The first (thrilling) time you ever saw your words in real, professional print was an essay titled ‘ Painting & Today’ written for the 1997 Royal College of art graduation catalogue. That turned out to be a good year at RCA as the catalogue includes works by George Shaw, Gillian Carnegie, Hurvin Anderson, Katie Pratt, Lothar Götz, Jaime Gili and Steve Dowson among others.

Since then, however you’ve only occasionally been moved or called upon to write on painting, until last year that is, when a little flurry of painting related commissions came along. Why this is you don’t really know, but sometimes you wonder if the unusually discerning painting fraternity have been quietly monitoring your progress and only recently decided that your writing is approaching the necessary gravity and maturity appropriate to addressing their noble art.

And it is true that there is something about painting that always leads you back to some sense of the very origins of art, even in these days of scepticism regarding all essence and origin; these times of ever-increasingly expanding fields of art practice.

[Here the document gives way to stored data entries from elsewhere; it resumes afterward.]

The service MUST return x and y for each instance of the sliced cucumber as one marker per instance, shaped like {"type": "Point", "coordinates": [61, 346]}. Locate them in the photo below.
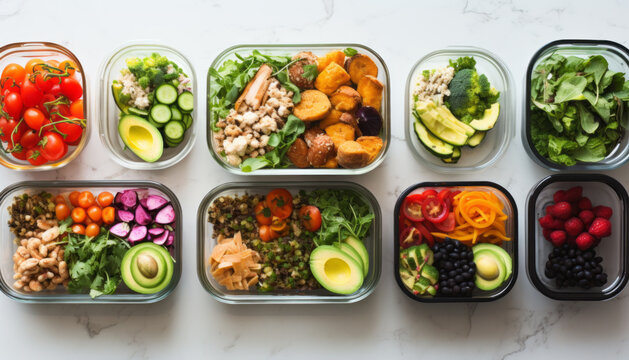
{"type": "Point", "coordinates": [161, 113]}
{"type": "Point", "coordinates": [185, 101]}
{"type": "Point", "coordinates": [174, 130]}
{"type": "Point", "coordinates": [432, 143]}
{"type": "Point", "coordinates": [166, 94]}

When you first met those intrepid RCA painting students back in 1997 I was surprised and impressed by their knowledge of, respect for, and engagement with art history, which most 90s artists in London seemed to treat with either deep irony or outright disdain. You realised then that work – unlike artists whose raison d’etre is to break with tradition – with and in an often challenged but nevertheless unbroken tradition stretching back hundreds and thousands of years. Yes, painting has its ruptures, of course, and painting’s ruptures have often become the ruptures affecting art per se, but painting – unlike video, or photography, or conceptual art- is not defined in and of itself as a rupture but rather as a tradition.

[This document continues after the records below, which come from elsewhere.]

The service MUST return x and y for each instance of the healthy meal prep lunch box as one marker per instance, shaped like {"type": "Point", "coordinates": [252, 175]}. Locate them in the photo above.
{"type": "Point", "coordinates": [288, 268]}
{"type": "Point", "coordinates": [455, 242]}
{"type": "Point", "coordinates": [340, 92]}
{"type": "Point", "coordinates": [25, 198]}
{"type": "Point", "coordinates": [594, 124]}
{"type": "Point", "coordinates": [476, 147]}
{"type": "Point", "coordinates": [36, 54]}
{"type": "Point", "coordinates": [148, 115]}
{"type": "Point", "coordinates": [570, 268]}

It has also repeatedly impressed you that the supposedly most exhaustively exploited medium of all still attracts hosts of eager acolytes, each willing to risk a humiliating defeat in striving to find their own ‘voice by means of painting, and to contribute to expanding its rich history with their own unanticipated nuance, twist, niche or variation.

You have often asked, and perhaps grown beyond the question ‘what is art?’ but it still remains a fascinating mystery to ask why painters paint, and you have arrived at the vague notion that they must paint, not just for their own sake but that we always need them to paint. No matter how technologies change our dominant modes of representation, the community, the society simply needs certain people to paint, no matter how inauspicious their careers may seem at certain points, no matter how cold their studios or lonely their activities. If they ever stopped then perhaps the world, or society as we know it would come to an end.

INSTALL

Last weekend you were invited to attend a ‘Survey’ show of London-based painters curated (importantly) by two painters, Matthew Krishanu and David Sullivan. Their unequivocal rationale ‘basically – painters chosen by painters’ was proclaimed loud and clear on the Press Release. It was true that, stripped of the usual fancy title, clever concept, desirable epigraph and barely comprehendible paragraph of current artspeak, their refreshingly honest and straightforward way of framing their show allowed you to see and judge for yourself while tipping the evaluative table more firmly in the direction of the medium itself and its tradition.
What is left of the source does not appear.